The International Bluegrass Music Association, the only trade organization representing all elements of bluegrass music- musicians, music publishers, recording companies, instrument manufacturers and all the many other groups of professionals, semi-professionals, and fans – is currently seeking a new Executive Director much of whose job will involve finding ways to try to reconcile the various interests and tastes of constituencies vastly different in background, education, experience, and, increasingly, language and race. At the same time, bluegrass music has the potential to reach out to perhaps millions of new fans. These fans will be attracted for a variety of reasons, but will, almost inevitably, be exposed to the most traditional bluegrass music as well as all the possible variations which it will foster. No one can know today which of these many, often experimental, strands will last and which will fall by the wayside. Only history will sort that out, and young people discovering the music now will be party to the excitement that the next few generations will create.
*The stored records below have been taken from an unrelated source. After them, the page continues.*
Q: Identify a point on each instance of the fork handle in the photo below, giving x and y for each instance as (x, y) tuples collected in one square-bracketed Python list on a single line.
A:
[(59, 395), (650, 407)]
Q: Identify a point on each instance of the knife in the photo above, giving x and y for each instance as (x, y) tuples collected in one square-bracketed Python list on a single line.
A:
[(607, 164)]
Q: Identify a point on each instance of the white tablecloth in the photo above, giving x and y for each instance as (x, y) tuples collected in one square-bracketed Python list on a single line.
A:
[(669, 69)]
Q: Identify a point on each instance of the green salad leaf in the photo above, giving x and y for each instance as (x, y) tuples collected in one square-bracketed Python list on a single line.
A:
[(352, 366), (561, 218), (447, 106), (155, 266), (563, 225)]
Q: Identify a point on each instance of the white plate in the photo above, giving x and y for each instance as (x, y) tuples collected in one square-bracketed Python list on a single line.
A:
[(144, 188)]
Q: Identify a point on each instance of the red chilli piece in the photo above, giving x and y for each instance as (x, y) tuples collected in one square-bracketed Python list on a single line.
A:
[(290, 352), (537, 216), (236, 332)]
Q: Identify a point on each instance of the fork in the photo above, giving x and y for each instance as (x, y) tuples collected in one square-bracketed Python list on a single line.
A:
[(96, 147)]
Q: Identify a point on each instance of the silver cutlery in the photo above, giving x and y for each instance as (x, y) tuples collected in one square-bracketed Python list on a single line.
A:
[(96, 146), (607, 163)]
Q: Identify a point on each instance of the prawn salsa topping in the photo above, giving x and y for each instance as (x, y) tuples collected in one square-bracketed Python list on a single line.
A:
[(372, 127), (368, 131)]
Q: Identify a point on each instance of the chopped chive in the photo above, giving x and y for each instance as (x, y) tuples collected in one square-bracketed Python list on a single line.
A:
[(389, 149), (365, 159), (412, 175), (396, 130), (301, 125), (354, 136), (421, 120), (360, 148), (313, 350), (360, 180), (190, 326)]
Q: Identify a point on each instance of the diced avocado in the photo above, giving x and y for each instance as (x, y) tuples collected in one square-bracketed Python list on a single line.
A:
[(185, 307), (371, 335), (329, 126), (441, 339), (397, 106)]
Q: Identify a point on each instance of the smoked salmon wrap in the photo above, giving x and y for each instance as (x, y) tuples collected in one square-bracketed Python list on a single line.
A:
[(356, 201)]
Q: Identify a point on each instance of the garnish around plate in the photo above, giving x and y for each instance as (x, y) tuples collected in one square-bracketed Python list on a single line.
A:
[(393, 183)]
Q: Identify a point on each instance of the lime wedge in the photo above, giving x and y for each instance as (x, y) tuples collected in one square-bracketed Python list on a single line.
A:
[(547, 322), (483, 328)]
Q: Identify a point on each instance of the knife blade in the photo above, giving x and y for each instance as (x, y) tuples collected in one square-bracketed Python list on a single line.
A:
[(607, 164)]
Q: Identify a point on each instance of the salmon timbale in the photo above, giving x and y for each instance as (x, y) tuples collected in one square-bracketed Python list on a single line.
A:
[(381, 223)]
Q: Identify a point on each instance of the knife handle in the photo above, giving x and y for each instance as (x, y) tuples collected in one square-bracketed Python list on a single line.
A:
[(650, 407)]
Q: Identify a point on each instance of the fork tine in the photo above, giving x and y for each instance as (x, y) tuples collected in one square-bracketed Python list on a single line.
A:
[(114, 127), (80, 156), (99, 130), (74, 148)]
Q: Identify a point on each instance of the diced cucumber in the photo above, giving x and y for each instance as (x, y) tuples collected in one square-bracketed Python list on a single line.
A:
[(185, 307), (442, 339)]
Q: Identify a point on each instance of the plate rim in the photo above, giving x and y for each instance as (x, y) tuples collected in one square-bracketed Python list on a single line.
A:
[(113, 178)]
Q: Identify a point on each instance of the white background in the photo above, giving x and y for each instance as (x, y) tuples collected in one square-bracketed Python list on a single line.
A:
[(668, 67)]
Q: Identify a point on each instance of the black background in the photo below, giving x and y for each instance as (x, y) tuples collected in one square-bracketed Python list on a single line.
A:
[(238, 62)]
Sadly, our culture is also riven with a decline in the quality of discourse we engage in. I can only wish that, as the conversation continues, and it will continue, we can listen to each other, respond in thoughtful ways, and continue to grow in and with the music we love. Taste will always vary, and not everyone will like, or even willingly tolerate, all that emerges, but it is all music, and comes from the influence of bluegrass music. All we can do is listen, appreciate, and seek to understand while we look forward with interest and continue to honor and perform the traditional sources.